Era uno sfogo per protestare contro i tanti impegni piovutimi addosso in
seguito alle iniziative approvate dalla sezione del CAI di Ferrara per
contribuire a festeggiare la ricorrenza della fondazione del Club Alpino
Italiano, il centocinquantesimo per l'appunto.
Così mi ero trovato invischiato in alcune iniziative, prima fra tutte, la
preparazione di un filmato storico di una quindicina di minuti da proiettare
in serata pubblica, poi una mostra presso la Biblioteca comunale e, infine,
un'altra manifestazione, il tutto tra marzo e maggio.
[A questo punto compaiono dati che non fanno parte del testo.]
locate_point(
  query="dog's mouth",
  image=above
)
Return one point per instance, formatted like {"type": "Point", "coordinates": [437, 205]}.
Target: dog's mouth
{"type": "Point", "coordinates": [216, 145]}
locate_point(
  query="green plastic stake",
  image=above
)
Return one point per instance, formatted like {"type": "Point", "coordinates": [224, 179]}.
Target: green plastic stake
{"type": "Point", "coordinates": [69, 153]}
In programma c’era anche una mostra ad ottobre che proponesse l'esposizione
di materiali storici e attrezzature per illustrare l'evoluzione degli
strumenti tipici usati dagli alpinisti nelle varie epoche. Gli inizi furono
difficili e gli sparuti collaboratori cominciarono a lavorare ognuno per
conto proprio, rimandando ad una riunione estiva una prima verifica del
materiale raccolto. In riguardo all’evoluzione dei materiali da arrampicata
mi resi conto che avevo parecchie cose da mettere a disposizione, anche
perché vari attrezzi e accessori li avevo conservati; si trattava solo di
farli riemergere dai fondi dell'armadio, o da qualche ripostiglio della
casa.
Curiosando a ritroso,
fino ad arrivare agli anni ‘70
Iniziai la mia ricerca e per primi sbucarono i vecchi scarponi di pelle
nera, comprati nel 1971 ad Agordo alla vigilia di un'escursione in Val
Civetta presso un negozio che ora non esiste nemmeno più. Dal fondo
dell’armadio rivide la luce l'imbragatura Cassin, originale solo nel
cinturone, perché cosciali e bretelle si erano consunti dopo anni di
attività e tante corde doppie alla Piaz prima e poi alla Comici; erano stati
sostituiti con fettucce da tapparella, rosse come il cinturone.
Emerse anche
uno spezzone di dieci metri, rimanenza gloriosa della mia prima corda da
arrampicata da 11 millimetri di diametro, dopo avere trattenuto un volo di
venti metri di un occasionale compagno di arrampicata, sfregando contro uno
spuntone di roccia in cui si era fortunosamente impigliata, consentendo così
di salvargli la vita e, probabilmente, anche il mio futuro di alpinista. Non
ci fu verso, invece, di trovare il mio primo casco, un Boeri del 1974, di
colore rosso, la cui caratteristica principale era la pesantezza.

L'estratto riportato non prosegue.